This Tisha B’av I joined a few colleagues and about a hundred Muslims and Jews for an interfaith break fast at Congregation Beth Elohim in Brooklyn, NY. As I sat at the table and ate the delicious halal and kosher food that was served, I realized that the two religions share much more than most care to understand.

This realization is nothing new. I’m always finding commonalities between Islam and Judaism; everything from similar language to similar religious ideologies, codes of dress and, of course, food. Who makes the better falafel? This is a war we should be fighting.

So it didn’t surprise me that an article on the Huffington Post’s Islam page caught my attention during the holy month of Ramadan. “Converts to Islam May Face a Lonely Ramadan” opens with a story from a gentleman who converted to Islam five years ago. He tells the author about the efforts he’s put into being a good Muslim: He hired tutors to teach him Arabic so he could read the Quran, attended a new convert’s class and works diligently at being active in his community. Yet last year on Ramadan, the holiest month on the Islamic calendar, he found himself breaking fast alone and longing for a community.

As I read the article, I thought back to my own first High Holiday experience. I hadn’t converted yet, but was taking a conversion class at a synagogue on Manhattan’s Upper East Side. I received a complimentary ticket from the synagogue and attended service alone. As members of the shul filed into the pews and seats were occupied around me, I watched. Congregants hugged one another and wished “L’shana Tovah!” to those they recognized. There were big, full smiles and a lot of laughter and chatting. Even as the cantor started singing there was a buzz all around me. I soaked it in and tried to feel connected, but couldn’t help but feel lost, alone and unintentionally unwelcome. At the end of the first night of Rosh Hashanah service, I left the synagogue with only one couple’s greeting for a good new year. No invitation to a meal and instead of going to service the next day with excitement, I dreaded it.

The following year I took Judaism by the reigns, so to speak, and I cobbled together a Judaism that felt more like me. I ditched the stuffy shul on the Upper East Side and settled into an awesome, diverse and welcoming shul in Brooklyn and decided that, if I was going to be a Jew, I’d need to create a community around me.

I invited over friends and stumbled through the Rosh Hashanah blessings leaning heavily on transliterations, but at the end of the night we’d dipped our apples in honey and noshed on Syrian Jewish fair. When our guests left our apartment there were piles of dishes but I felt more connected to and confident in the religion that I chose. Each year since deciding to convert we’ve celebrated holidays in our home surrounded by a diverse array of friends. As a convert to Judaism we sometimes lack the automatic family ties that Jews born into the religion have.

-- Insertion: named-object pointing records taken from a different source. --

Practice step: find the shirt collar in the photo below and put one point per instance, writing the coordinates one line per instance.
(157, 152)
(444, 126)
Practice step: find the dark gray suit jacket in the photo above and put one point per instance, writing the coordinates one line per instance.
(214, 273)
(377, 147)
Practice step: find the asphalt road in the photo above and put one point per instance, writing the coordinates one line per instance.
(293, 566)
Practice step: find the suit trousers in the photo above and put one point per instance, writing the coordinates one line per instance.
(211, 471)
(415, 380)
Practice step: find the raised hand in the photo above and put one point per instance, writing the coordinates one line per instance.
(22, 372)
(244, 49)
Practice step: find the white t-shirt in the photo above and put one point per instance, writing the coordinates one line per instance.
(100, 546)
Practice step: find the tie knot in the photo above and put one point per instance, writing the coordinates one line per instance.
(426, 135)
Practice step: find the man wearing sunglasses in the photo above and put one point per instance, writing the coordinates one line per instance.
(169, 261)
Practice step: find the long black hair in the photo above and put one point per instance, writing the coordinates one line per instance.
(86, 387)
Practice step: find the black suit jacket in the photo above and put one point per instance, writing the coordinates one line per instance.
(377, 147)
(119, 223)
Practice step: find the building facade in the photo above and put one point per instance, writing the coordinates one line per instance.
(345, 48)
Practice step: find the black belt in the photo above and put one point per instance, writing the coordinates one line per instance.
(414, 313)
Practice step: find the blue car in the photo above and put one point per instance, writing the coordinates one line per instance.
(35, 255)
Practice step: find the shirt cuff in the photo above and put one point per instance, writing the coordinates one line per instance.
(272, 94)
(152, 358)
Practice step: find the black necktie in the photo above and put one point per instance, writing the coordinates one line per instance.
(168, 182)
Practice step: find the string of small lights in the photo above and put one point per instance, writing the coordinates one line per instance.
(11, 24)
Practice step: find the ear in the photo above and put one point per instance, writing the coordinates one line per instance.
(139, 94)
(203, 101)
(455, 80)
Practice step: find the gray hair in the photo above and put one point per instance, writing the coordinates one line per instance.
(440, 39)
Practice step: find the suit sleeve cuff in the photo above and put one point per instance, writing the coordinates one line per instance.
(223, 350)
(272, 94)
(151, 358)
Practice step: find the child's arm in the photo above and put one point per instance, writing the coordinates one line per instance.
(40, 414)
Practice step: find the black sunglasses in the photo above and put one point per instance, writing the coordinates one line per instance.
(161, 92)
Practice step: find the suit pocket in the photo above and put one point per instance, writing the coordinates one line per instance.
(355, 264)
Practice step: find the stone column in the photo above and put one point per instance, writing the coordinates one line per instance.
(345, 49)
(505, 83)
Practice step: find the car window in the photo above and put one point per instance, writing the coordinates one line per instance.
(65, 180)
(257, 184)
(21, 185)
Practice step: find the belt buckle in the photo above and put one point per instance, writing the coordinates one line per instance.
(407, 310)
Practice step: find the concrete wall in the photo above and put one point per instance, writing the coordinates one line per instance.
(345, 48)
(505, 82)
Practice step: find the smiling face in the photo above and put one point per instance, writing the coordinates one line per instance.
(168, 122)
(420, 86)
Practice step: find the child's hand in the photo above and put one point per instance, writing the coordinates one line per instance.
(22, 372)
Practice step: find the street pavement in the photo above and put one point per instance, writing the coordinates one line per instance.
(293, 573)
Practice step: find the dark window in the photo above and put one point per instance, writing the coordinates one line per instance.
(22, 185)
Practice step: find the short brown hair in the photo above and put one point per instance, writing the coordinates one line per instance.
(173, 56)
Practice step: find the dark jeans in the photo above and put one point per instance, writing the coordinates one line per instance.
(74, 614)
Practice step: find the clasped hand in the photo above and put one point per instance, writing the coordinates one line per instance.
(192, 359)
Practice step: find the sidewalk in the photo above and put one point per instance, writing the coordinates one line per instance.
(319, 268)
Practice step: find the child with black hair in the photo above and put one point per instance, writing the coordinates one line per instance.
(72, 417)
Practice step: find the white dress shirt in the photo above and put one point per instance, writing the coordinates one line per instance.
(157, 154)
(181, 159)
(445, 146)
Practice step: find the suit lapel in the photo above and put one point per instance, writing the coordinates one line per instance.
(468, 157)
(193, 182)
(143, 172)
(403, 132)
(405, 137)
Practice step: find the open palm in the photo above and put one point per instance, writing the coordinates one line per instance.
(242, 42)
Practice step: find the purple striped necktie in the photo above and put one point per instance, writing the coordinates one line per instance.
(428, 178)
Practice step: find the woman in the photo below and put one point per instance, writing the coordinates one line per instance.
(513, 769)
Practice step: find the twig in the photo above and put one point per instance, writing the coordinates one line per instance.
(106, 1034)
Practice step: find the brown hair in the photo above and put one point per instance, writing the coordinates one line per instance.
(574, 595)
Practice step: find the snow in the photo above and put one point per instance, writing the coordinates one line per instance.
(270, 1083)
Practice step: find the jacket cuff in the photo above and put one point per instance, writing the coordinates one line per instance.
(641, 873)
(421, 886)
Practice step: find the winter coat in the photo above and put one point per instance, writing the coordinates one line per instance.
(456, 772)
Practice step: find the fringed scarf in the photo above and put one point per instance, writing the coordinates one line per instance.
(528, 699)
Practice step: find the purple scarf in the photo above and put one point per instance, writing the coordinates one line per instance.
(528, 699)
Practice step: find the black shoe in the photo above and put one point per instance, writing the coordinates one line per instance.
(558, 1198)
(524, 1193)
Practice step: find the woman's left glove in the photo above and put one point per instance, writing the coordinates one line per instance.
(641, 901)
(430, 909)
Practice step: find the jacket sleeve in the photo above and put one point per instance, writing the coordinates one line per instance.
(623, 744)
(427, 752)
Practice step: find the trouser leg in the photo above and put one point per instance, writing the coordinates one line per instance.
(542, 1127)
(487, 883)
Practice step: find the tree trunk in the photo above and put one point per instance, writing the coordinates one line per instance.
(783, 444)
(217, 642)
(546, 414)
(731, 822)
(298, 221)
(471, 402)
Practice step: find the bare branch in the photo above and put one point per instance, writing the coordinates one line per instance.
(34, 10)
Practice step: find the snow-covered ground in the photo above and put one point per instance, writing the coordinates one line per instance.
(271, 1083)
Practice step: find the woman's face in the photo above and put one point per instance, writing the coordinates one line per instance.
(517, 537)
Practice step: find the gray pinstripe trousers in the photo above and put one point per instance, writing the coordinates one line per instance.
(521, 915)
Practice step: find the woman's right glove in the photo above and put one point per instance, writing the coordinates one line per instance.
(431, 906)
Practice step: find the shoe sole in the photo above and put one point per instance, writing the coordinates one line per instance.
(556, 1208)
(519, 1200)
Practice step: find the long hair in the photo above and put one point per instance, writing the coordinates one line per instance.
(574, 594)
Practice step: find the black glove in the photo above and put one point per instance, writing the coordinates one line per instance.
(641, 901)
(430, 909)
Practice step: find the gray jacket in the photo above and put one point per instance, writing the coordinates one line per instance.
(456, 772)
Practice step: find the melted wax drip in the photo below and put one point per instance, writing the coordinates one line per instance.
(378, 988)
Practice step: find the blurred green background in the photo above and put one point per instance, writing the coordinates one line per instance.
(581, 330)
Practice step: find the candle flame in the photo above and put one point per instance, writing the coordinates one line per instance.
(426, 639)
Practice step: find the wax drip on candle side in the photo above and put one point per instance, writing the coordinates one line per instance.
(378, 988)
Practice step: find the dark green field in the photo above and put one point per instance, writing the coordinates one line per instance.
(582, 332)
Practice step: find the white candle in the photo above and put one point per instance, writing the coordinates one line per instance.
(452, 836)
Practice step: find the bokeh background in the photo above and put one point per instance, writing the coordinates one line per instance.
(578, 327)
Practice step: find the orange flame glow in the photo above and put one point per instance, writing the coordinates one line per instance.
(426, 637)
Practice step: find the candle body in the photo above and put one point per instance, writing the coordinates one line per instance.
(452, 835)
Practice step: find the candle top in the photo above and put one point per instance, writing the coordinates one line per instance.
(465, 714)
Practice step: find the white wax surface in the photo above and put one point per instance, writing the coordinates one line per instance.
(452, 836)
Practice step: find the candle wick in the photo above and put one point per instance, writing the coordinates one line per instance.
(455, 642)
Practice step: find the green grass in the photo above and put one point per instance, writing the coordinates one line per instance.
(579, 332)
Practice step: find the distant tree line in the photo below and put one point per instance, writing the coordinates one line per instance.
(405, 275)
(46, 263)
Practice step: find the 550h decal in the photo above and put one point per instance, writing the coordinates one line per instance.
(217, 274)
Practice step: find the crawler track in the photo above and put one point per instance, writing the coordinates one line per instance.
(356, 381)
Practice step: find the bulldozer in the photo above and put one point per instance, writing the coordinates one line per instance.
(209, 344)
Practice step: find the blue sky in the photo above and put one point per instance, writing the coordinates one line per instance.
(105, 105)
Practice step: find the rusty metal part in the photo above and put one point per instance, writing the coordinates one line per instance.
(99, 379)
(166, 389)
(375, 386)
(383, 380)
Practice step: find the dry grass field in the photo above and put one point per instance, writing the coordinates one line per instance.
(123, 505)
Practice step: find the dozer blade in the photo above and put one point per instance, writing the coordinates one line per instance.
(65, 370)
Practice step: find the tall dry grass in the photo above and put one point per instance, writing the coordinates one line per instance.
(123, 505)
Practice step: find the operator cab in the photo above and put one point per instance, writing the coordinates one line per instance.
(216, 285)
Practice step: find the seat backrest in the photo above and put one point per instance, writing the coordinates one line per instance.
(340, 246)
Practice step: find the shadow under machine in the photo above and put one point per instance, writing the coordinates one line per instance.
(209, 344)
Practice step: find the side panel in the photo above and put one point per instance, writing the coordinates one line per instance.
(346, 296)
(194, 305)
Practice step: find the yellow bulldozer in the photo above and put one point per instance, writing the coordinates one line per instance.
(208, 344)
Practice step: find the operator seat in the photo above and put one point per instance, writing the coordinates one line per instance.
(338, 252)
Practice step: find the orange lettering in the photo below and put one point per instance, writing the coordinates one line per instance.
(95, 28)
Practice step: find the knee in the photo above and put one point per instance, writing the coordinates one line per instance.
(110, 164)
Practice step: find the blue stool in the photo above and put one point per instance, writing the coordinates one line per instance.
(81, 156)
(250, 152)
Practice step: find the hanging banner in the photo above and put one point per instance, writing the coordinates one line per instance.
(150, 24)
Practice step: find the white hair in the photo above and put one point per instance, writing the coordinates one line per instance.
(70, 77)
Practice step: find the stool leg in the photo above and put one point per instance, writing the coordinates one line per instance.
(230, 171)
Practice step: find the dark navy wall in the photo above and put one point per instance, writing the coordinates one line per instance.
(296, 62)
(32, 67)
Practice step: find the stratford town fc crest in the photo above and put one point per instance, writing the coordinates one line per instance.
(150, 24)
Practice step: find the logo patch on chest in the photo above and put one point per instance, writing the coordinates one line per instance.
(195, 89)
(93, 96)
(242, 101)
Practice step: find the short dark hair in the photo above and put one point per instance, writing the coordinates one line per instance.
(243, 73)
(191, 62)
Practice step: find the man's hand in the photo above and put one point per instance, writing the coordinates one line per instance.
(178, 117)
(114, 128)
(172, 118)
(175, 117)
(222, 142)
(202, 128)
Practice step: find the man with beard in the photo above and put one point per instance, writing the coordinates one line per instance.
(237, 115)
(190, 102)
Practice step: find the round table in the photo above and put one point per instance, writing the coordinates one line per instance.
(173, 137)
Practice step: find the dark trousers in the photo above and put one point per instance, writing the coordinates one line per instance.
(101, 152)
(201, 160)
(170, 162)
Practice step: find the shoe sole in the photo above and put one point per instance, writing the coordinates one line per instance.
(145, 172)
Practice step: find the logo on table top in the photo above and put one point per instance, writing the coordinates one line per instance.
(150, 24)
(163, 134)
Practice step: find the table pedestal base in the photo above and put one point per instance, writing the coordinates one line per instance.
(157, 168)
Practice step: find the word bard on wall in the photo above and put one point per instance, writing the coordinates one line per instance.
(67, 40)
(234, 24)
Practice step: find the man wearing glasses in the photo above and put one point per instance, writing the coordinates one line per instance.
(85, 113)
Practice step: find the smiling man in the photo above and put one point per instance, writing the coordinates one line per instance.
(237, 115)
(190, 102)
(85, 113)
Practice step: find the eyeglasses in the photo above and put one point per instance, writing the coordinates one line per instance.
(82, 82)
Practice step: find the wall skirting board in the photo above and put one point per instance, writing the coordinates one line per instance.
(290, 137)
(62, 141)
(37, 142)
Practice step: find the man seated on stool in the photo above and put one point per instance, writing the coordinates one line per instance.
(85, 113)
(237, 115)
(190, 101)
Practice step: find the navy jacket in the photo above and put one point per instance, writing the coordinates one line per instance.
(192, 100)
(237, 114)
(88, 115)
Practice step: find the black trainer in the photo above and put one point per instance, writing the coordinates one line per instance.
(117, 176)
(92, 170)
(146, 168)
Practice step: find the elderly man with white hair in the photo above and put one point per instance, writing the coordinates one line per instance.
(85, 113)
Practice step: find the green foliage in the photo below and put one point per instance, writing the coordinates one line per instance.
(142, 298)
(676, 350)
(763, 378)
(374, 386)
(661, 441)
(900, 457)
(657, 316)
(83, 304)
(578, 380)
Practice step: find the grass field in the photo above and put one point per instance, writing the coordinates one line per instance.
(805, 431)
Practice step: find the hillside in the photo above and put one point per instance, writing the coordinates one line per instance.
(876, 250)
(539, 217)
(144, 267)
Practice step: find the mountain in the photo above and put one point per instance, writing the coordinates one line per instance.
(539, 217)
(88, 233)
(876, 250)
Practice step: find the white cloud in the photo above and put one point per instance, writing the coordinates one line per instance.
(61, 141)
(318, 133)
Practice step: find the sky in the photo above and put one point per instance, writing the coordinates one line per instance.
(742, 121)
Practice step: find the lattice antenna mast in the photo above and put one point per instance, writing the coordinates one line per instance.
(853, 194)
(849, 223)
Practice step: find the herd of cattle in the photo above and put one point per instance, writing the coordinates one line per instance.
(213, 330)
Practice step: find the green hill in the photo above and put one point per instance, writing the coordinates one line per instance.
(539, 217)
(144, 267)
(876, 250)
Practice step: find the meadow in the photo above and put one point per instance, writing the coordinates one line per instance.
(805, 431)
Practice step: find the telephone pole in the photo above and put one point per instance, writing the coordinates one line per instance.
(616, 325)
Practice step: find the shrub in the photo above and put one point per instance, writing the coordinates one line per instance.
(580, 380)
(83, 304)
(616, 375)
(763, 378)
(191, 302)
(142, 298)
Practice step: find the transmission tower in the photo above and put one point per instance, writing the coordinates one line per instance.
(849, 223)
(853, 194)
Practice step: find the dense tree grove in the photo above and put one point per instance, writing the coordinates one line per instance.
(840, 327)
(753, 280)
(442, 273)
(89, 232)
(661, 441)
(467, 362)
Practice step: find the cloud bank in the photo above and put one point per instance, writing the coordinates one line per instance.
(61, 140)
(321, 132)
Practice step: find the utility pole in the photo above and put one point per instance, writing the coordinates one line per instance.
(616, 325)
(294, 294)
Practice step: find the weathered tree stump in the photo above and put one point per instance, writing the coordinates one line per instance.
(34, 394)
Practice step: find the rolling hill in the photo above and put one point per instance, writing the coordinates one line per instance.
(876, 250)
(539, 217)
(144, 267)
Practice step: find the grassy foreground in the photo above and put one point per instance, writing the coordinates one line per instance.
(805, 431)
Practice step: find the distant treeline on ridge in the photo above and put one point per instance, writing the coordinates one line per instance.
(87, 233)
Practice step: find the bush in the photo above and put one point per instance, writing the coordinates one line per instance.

As Rosh Hashanah and Yom Kippur fast approach I’m keenly aware of the fact that a lot of the Jews who have come to our religion by choice will spend their Rosh Hashanah meals alone and will break Yom Kippur fast without the company of other Jews. Through my blog, I receive emails each month from potential converts to Judaism who are turned off by the lack of welcome in their community and a sense of loneliness. Synagogues often offer community meals, but they are nothing in comparison to the warm feeling of being in someone’s home.

I’m not saying that you have to invite every random Jew sitting alone in a pew. I’m also not saying that it’s appropriate to “out” converts in order to ascertain if they have a place to eat. What I am saying is that we think more fully about the ways that we see other Jews and how we live this idea of “big tent Judaism” and “welcoming the stranger” — phrases we often throw around but sometimes find hard to practice.

Three years after my first Rosh Hashanah and two years after conversion, I’m happy to have received two invitations for Rosh Hashanah dinner — one from a Sephardi couple and another from an Ashkenazi friend. I’ll be attending services at my amazing shul where not everyone knows my name, but when I’m there it feels like they’re glad I came.